Précariser pour enrôler la jeunesse
La stratégie économique qui fait de nous les marchands d’armes de l’Occident s’accompagne d’une campagne de recrutement historique au sein des forces armées. En construisant une économie qui précarise de plus en plus la jeunesse, le gouvernement rend encore plus attrayante l’option de vendre son corps et sa liberté aux forces armées. Pendant que la qualité de vie des citoyen·nes continue de chuter, le salaire et les bénéfices des soldats, eux, augmentent. Pour un·e étudiant·e précaire qui tente de survivre sur l’AFE et qui a besoin de travailler en plus d’être aux études à temps plein, l’option d’avoir la gratuité scolaire, voir le salariat étudiant, avec un salaire qui commence à 35 000 $ par année, est tentante.

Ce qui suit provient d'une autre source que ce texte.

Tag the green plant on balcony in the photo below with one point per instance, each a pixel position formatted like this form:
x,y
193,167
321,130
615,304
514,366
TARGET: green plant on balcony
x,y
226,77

Cette stratégie fonctionne visiblement, car en 2025 le Canada a connu sa plus grande vague de recrutement en trente ans.
Les forces armées : une institution violente
Ce qu’on ne dit pas à celles et ceux qui s’enrôlent, ce sont les conséquences du « travail » au sein des forces armées. Une paie un peu plus élevée n’efface pas les violences qu’inflige l’armée à ses soldats. C’est une organisation fondamentalement violente qui idéalise une hypermasculinité néfaste.

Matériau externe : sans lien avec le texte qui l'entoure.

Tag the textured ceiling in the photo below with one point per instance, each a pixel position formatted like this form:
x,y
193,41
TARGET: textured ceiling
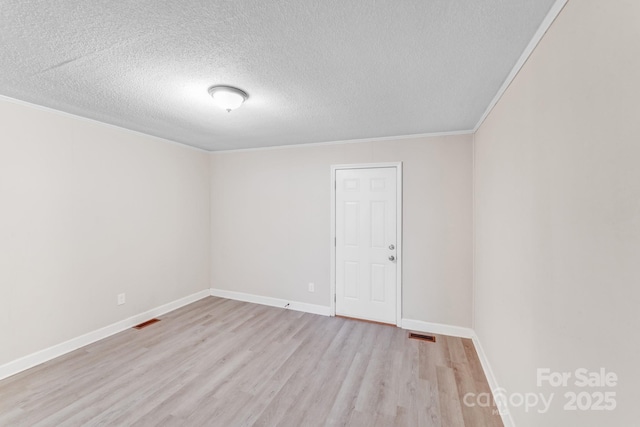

Les statistiques de santé mentale en disent long : une étude gouvernementale sur les militaires et vétérans a observé que 19,5 % ont vécu un épisode de dépression majeur au cours de la dernière année et 9,9 % un trouble de stress post-traumatique. Sur l’ensemble de leur vie, ces chiffres augmentent respectivement à 40 % et à 22 %. Le taux de suicide, 45 % plus élevé chez les vétérans que dans le reste de la population, est emblématique de cette violence institutionnelle.
Les taux de violences sexuelles sont aussi extrêmement élevés. L’institut Atlas pour les vétérans rapporte que, depuis leur arrivée au sein des forces armées canadiennes, environ une femme sur quatre et un homme sur 25 ont subi au moins une agression sexuelle, mais mentionne aussi que ces statistiques proviennent des signalements et que plus de la moitié des cas d’inconduite sexuelle ne sont pas signalées. Pour l’institut « Il est connu que la culture organisationnelle militaire tolère ou accepte souvent la discrimination, le harcèlement et la violence fondés sur le sexe ou le genre ».
Beaucoup de nouvelles recrues mentionnent leur inquiétude face à notre voisin du sud comme un des facteurs les ayant motivées à s’enrôler. Le mirage d’une conquête américaine entraînera un réveil abrupt chez ceux qui s’enrôlent pour défendre la souveraineté canadienne quand iels vont se voir mobiliser pour maintenir l’ordre économique mondial et l’exploitation du Sud global.
Cette militarisation du Canada et du Québec n’est pas un vrai projet de société, mais une simple escalade de la violence des plus puissants envers les plus faibles. C’est une prise d’otage de la jeunesse qui est forcée de choisir entre la violence de la pauvreté et celle de la vie militaire, sans parler de la violence que cette militarisation va servir à infliger au Sud global. Nous pouvons, et devons, refuser d’être réduit à une chair à canon, vendu·es au profit des élites économiques et politiques. Luttons pour une société qui prend sa jeunesse et son futur au sérieux, qui cherche à minimiser la violence au lieu de maximiser le pouvoir de quelques élites.